Według danych Polskiego Stowarzyszenia Inwestorów Kapitałowych, wówczas było to blisko 0,7 mld euro. Na dokładne dane PSIK dotyczące 2008 r. trzeba jeszcze poczekać.
Specjaliści z Deloitte nie podejmują się prognozowania wartości inwestycji funduszy PE w Polsce w tym roku. Twierdzą, że liczba transakcji powinna wzrosnąć, choć będą one opiewały na mniejsze sumy.– Sukcesywnie zmniejsza się luka cenowa, czyli rozbieżność w oczekiwaniach funduszy PE i właścicieli firm co do ceny, za jaką fundusz miałby kupić udziały w przedsiębiorstwie.
To zwiększa prawdopodobieństwo, że strony się porozumieją – tłumaczy Agnieszka Zielińska, menedżer w dziale doradztwa finansowego w Deloitte. – Równocześnie poziom wycen, o jakich rozmawiają obie strony, się obniżył, podążając chociażby za wycenami giełdowymi spółek – dodaje Oliver Murphy, partner w tym samym dziale Deloitte.
Wygląda na to, że fundusze będą miały do wydania dość dużo pieniędzy. Monika Morali-Efinowicz, dyrektor zarządzająca funduszu Advent International, szacuje, że tylko główni gracze działający na naszym rynku mogą mieć na inwestycje w Polsce 1,5 mld euro. – Do tego można doliczyć około 1 mld euro z funduszy, które nie mają biur w Polsce – dodaje.
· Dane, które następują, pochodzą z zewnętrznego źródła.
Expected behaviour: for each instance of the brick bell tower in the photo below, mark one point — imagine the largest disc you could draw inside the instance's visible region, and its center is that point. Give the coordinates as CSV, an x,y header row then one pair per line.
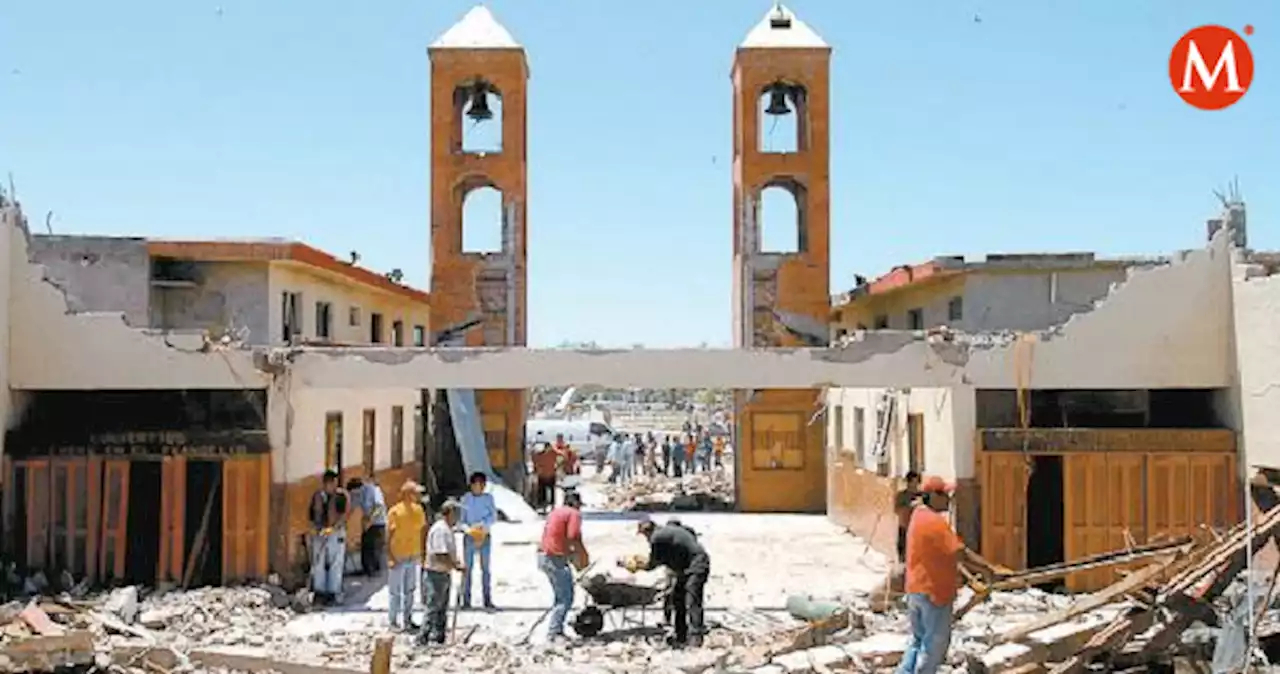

Advent International w 2008 r. nie wszedł w żadną polską firmę. – W tym roku chcemy dokonać na pewno jednej inwestycji, a mam nadzieję, że udadzą się nawet dwie – mówi Monika Morali-Efinowicz.Przedstawiciele branży i specjaliści z Deloitte twierdzą, że w czasie kryzysu i zamrożenia akcji kredytowej przez banki, fundusze PE stanowią dla spółek istotne źródło pozyskania kapitału na rozwój, a często na przetrwanie. Zaznaczają jednak, że to same firmy powinny szukać inwestorów wśród funduszy. I to zawczasu.